I stopped volunteering in the church nursery, I stopped babysitting, I stopped working at VBS, and to the best of my ability I avoided contact with small children, babies, and pregnant women. For years my bitterness turned into stones that rubbed against my heart and mind. Every time I was around children I would become irritable, I could not enjoy holding a baby, and I believed that every child was Satan’s spawn. I convinced myself that I was going to be okay with never having children of my own. When I married Sam, his children were practically grown and they lived in Scotland with their mother. At the time, that was just fine with me.
I was 26 when the call came that we were going to be grandparents. I remember it was Christmastime and Sam and I were getting ready to leave our house for a small dinner party at the home of a parishioner. I stewed all the way to Omaha. I was nearly livid. The kids had only been married for a few months, they were straight out of college, they lived in a tiny rented flat and drove a car that had terrible brakes, they didn’t have any savings, no plan, and not a clue about what they were getting themselves into. Not only was I mad at their carelessness, but I was angry at God for allowing them to get pregnant right away, and to make matters worse, it was just another reminder of my own inadequacies as a woman and a wife.
Pretty much through the entire pregnancy I showed all the emotions that I knew were appropriate, but in my heart I was jealous, resentful, and hurt. I remember laying in bed at night and praying that God would find a way to not make me a grandmother – to not let any of it happen. But nine months later our first granddaughter was born. And she was lovely, and perfect, and she stole my heart even though I only knew her through photos as the kids still lived in Scotland. She had the best smile!
Just ten short weeks after her birth we got the call that she’d died of SIDS. My heart was once again wrenched from my chest in agony. God had allowed me to fall in love with this beautiful and perfect little girl and then she’d been snatched away from us all.
Because of circumstances, only Sam and his son were able to travel to Scotland for the funeral. I sat alone in our apartment for a week and sobbed my eyes out. It was one of the most horrible times of my life, and yet, through the grieving process over Heather, I was finally able to grieve my own loss from 12 years prior. The bitterness that I’d held onto for so many years was purged from my system in a salty flood.

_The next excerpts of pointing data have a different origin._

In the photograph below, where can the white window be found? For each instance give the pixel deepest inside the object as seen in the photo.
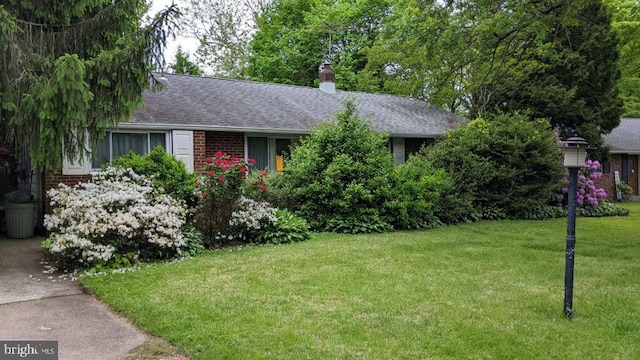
(117, 143)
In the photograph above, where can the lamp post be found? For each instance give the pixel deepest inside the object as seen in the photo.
(575, 152)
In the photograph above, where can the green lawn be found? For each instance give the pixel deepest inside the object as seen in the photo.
(489, 290)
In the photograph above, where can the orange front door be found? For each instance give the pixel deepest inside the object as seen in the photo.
(633, 173)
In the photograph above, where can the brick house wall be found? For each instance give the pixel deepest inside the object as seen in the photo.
(199, 151)
(230, 143)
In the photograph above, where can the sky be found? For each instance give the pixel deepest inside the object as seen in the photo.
(189, 45)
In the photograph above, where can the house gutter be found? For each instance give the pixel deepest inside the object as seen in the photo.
(251, 130)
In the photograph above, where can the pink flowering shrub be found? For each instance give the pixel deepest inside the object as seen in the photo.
(588, 195)
(220, 190)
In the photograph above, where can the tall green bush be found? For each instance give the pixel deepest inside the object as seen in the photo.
(504, 167)
(415, 200)
(165, 171)
(340, 174)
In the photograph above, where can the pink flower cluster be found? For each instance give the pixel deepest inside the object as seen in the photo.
(223, 169)
(588, 194)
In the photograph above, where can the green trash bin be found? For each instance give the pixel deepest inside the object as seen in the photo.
(21, 220)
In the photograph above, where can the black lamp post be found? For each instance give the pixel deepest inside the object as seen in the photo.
(575, 153)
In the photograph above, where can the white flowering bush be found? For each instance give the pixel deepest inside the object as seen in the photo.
(114, 219)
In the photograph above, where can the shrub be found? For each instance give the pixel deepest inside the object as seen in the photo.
(341, 172)
(220, 190)
(115, 219)
(502, 168)
(416, 195)
(626, 191)
(287, 228)
(588, 195)
(165, 171)
(251, 218)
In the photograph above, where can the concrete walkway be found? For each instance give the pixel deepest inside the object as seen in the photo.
(38, 303)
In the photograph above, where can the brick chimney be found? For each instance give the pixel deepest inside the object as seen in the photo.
(327, 79)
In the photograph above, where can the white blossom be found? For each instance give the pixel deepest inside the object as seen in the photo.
(116, 204)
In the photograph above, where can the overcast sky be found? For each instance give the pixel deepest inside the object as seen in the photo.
(189, 45)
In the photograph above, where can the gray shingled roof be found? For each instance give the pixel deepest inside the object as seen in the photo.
(626, 137)
(192, 102)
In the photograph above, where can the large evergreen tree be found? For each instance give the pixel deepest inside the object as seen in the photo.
(71, 68)
(184, 65)
(571, 79)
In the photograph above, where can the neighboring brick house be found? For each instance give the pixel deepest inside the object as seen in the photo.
(196, 116)
(624, 143)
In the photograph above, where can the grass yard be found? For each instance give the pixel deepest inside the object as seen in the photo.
(489, 290)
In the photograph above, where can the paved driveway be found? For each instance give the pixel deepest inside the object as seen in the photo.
(37, 303)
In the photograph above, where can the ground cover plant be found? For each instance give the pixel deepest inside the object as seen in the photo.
(491, 289)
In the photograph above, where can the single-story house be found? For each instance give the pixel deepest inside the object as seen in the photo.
(193, 117)
(624, 144)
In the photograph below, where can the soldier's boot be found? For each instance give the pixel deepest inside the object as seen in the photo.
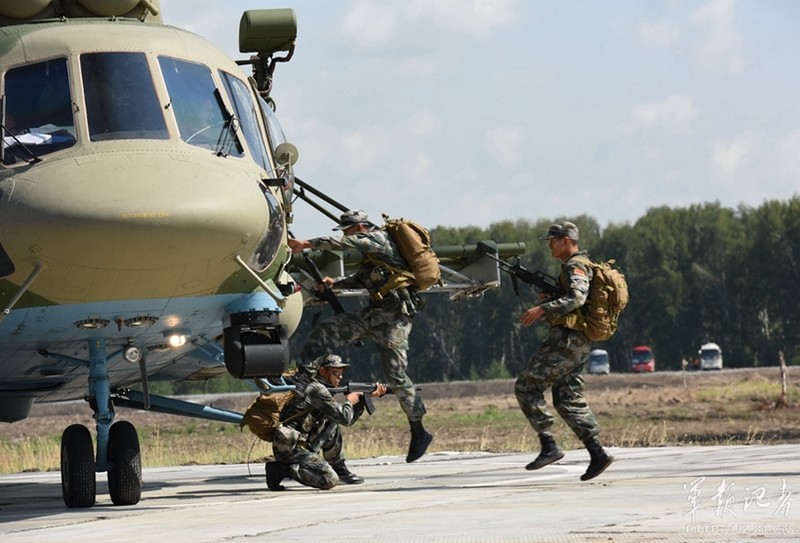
(550, 453)
(345, 475)
(276, 473)
(599, 459)
(420, 439)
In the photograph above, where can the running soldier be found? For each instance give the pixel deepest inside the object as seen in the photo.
(386, 320)
(558, 363)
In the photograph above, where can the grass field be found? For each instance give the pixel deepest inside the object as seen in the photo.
(729, 407)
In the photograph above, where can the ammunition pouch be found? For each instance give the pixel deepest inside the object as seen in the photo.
(398, 278)
(572, 321)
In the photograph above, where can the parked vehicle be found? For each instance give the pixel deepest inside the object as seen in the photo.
(643, 359)
(598, 362)
(710, 357)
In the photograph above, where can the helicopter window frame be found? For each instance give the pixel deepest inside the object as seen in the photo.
(38, 110)
(120, 97)
(201, 119)
(246, 111)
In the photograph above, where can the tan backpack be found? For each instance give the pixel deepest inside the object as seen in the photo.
(414, 243)
(264, 414)
(608, 297)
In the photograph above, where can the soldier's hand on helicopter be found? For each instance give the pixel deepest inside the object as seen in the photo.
(297, 245)
(532, 315)
(329, 282)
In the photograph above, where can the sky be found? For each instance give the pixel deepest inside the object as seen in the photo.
(471, 112)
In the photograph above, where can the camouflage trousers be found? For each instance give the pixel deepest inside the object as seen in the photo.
(557, 364)
(389, 329)
(307, 466)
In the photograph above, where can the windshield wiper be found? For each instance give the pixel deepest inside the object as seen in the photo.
(230, 129)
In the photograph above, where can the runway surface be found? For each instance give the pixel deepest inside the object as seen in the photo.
(676, 494)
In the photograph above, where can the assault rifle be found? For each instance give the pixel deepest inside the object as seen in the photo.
(540, 281)
(367, 389)
(326, 293)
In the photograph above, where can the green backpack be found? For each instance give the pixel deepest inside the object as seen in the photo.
(608, 297)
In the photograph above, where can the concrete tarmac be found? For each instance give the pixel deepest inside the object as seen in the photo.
(675, 494)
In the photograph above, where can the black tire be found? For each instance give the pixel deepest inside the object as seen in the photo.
(78, 483)
(125, 464)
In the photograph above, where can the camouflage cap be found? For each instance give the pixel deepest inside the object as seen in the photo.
(330, 361)
(352, 217)
(564, 230)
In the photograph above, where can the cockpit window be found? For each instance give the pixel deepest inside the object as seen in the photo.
(38, 111)
(195, 102)
(121, 101)
(247, 115)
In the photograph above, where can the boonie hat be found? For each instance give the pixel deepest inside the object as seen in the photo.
(564, 230)
(350, 218)
(331, 361)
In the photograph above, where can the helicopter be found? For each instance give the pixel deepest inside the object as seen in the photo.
(146, 197)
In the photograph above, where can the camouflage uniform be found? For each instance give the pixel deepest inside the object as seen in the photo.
(310, 442)
(386, 320)
(558, 363)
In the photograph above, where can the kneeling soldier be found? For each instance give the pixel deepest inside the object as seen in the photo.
(308, 445)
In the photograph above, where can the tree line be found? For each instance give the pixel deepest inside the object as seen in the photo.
(695, 274)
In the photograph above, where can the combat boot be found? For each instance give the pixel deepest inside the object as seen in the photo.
(420, 439)
(600, 460)
(276, 472)
(550, 453)
(345, 475)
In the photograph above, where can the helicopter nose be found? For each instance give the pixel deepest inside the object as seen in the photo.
(153, 220)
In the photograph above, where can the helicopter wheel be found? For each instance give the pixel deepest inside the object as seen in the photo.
(78, 484)
(125, 472)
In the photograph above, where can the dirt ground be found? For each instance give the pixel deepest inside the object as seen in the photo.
(741, 406)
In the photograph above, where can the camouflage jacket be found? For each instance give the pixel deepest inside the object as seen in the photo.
(377, 247)
(575, 279)
(314, 407)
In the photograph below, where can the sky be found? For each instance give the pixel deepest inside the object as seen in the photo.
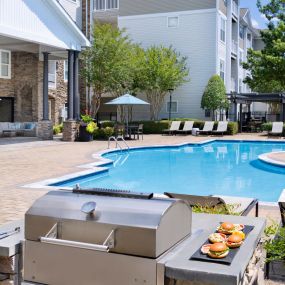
(258, 20)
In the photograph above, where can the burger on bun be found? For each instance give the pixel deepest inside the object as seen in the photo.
(226, 228)
(218, 250)
(234, 241)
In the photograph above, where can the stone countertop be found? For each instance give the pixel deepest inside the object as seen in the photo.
(179, 267)
(11, 245)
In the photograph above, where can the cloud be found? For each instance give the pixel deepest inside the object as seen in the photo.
(255, 24)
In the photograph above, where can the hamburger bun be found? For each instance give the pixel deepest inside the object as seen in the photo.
(234, 241)
(226, 228)
(218, 250)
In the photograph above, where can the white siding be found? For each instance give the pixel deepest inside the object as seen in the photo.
(195, 37)
(39, 21)
(74, 9)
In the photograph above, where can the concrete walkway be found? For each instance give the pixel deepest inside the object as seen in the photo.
(24, 161)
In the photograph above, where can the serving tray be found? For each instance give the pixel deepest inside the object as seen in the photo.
(226, 260)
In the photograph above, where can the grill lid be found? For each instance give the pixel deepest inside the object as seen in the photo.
(138, 226)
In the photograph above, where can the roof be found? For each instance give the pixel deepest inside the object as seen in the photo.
(42, 22)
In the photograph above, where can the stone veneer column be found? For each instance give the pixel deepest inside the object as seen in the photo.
(70, 130)
(45, 130)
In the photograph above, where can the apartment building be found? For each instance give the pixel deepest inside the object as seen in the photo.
(214, 34)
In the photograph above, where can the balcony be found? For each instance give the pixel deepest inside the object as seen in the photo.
(234, 49)
(235, 10)
(105, 5)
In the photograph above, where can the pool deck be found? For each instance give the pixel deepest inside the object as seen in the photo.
(24, 161)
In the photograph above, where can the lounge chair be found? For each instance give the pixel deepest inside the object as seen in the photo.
(187, 128)
(277, 129)
(244, 205)
(281, 203)
(207, 129)
(221, 129)
(175, 125)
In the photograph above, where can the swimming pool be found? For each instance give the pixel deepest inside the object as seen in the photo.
(218, 167)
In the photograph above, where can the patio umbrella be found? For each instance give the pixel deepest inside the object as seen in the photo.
(127, 100)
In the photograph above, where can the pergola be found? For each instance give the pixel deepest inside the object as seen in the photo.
(249, 98)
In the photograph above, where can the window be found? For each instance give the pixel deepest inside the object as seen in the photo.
(106, 4)
(65, 71)
(222, 69)
(5, 64)
(223, 30)
(174, 107)
(207, 113)
(241, 32)
(172, 22)
(52, 74)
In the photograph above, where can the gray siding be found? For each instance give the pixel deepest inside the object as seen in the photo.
(195, 37)
(141, 7)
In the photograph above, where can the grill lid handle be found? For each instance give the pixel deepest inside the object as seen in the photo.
(88, 208)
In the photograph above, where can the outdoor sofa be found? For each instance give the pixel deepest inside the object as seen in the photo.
(27, 129)
(243, 205)
(277, 129)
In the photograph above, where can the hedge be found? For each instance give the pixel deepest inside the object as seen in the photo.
(156, 127)
(268, 127)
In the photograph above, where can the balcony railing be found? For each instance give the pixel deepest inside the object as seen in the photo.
(103, 5)
(234, 47)
(235, 8)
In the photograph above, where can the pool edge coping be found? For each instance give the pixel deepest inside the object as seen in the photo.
(98, 166)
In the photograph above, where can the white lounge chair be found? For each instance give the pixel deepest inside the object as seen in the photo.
(277, 129)
(187, 128)
(175, 125)
(207, 129)
(243, 205)
(221, 129)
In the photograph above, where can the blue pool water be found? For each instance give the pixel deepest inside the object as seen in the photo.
(219, 167)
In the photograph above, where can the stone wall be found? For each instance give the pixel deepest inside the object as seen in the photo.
(26, 86)
(58, 96)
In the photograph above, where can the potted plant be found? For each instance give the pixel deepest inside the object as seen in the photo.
(276, 256)
(87, 128)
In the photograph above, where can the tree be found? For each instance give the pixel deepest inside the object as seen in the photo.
(267, 67)
(106, 64)
(162, 69)
(214, 97)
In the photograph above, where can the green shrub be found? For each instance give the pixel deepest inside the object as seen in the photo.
(154, 127)
(57, 129)
(103, 133)
(105, 124)
(91, 127)
(86, 119)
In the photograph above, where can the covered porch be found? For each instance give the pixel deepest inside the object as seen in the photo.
(33, 34)
(243, 112)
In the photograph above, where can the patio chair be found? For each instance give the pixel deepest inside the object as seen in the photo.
(187, 128)
(175, 125)
(243, 205)
(277, 129)
(207, 129)
(281, 203)
(221, 129)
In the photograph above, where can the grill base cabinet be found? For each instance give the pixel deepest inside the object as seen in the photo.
(120, 244)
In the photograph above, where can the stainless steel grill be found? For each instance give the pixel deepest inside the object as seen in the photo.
(74, 238)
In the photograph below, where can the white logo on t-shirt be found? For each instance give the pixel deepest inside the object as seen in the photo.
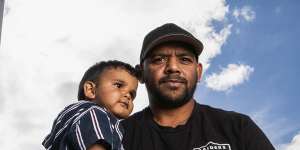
(214, 146)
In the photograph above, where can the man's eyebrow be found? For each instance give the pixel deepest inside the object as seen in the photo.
(119, 80)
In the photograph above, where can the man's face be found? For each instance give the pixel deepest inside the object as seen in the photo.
(171, 73)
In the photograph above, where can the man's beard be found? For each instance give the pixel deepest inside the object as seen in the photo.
(161, 100)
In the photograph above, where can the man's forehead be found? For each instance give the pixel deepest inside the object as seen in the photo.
(171, 49)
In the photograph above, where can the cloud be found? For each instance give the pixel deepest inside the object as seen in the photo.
(229, 77)
(294, 145)
(47, 45)
(245, 13)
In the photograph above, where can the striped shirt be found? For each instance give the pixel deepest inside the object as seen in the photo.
(83, 124)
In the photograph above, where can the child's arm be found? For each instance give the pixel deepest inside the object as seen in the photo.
(96, 147)
(91, 130)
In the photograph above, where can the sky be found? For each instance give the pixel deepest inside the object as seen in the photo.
(249, 58)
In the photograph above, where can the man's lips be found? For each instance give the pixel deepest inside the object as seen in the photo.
(174, 80)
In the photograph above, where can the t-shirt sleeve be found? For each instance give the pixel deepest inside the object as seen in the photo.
(93, 127)
(254, 137)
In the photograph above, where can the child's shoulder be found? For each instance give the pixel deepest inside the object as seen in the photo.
(79, 109)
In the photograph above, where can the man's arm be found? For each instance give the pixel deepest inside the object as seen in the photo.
(91, 131)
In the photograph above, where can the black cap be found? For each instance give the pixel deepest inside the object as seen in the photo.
(168, 33)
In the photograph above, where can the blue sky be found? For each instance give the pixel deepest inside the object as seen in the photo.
(250, 58)
(270, 44)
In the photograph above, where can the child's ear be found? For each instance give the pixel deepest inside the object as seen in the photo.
(140, 75)
(89, 88)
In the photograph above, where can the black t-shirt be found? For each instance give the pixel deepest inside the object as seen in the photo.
(207, 129)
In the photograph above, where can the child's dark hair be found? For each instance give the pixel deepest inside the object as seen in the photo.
(92, 74)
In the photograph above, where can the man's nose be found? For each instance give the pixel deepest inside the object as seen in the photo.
(172, 66)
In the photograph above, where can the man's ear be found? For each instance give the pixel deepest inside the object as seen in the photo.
(89, 88)
(199, 70)
(139, 70)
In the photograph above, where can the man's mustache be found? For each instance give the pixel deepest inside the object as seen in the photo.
(174, 78)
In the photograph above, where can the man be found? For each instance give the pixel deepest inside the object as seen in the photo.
(174, 120)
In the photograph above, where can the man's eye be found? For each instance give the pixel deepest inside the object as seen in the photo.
(186, 60)
(118, 85)
(158, 59)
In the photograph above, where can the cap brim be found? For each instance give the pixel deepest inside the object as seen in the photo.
(198, 46)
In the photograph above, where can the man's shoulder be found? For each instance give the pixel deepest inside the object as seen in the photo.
(136, 118)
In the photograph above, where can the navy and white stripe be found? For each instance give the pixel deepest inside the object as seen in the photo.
(82, 124)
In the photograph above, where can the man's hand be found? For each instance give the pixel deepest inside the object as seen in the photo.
(96, 147)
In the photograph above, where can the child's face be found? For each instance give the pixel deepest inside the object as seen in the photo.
(115, 91)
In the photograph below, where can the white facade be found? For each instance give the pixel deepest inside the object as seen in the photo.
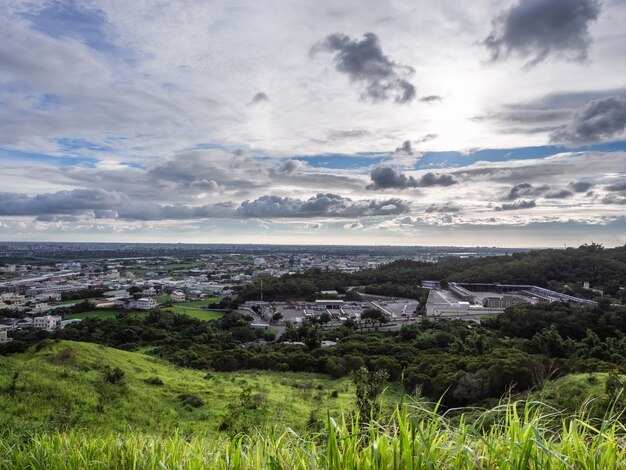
(3, 335)
(146, 303)
(177, 296)
(47, 322)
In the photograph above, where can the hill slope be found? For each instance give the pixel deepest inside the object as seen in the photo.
(61, 385)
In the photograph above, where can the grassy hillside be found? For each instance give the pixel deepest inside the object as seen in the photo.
(62, 386)
(523, 438)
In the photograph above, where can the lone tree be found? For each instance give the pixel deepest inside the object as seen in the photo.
(369, 386)
(374, 316)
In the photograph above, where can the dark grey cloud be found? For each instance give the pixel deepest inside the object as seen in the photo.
(561, 194)
(434, 179)
(385, 177)
(619, 186)
(445, 208)
(259, 97)
(68, 202)
(320, 205)
(614, 200)
(427, 138)
(431, 98)
(536, 29)
(573, 100)
(581, 186)
(65, 206)
(598, 120)
(291, 166)
(524, 189)
(364, 62)
(521, 204)
(57, 218)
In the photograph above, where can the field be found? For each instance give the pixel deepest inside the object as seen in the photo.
(61, 386)
(195, 313)
(51, 396)
(103, 313)
(198, 303)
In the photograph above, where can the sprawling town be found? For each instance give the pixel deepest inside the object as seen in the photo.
(50, 296)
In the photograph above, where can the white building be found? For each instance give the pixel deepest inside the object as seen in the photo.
(177, 296)
(146, 303)
(3, 334)
(47, 322)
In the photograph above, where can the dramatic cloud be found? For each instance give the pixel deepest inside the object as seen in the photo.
(102, 204)
(62, 202)
(433, 179)
(524, 189)
(447, 207)
(385, 177)
(353, 226)
(364, 62)
(598, 120)
(291, 165)
(431, 98)
(581, 186)
(426, 138)
(535, 29)
(620, 187)
(260, 97)
(521, 204)
(320, 205)
(562, 194)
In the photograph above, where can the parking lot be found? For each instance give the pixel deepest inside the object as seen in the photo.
(296, 312)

It’s been nearly seven years now since our sweet girl was taken from us, but just like the children of Israel, God has turned my bitter waters into pure joy. Since then, God has blessed our family with three beautiful granddaughters, and in just a few short days we’ll have another wee baby to hold. Those precious children don’t make up for the lost of Heather, but now my cup truly runneth over with love for them all.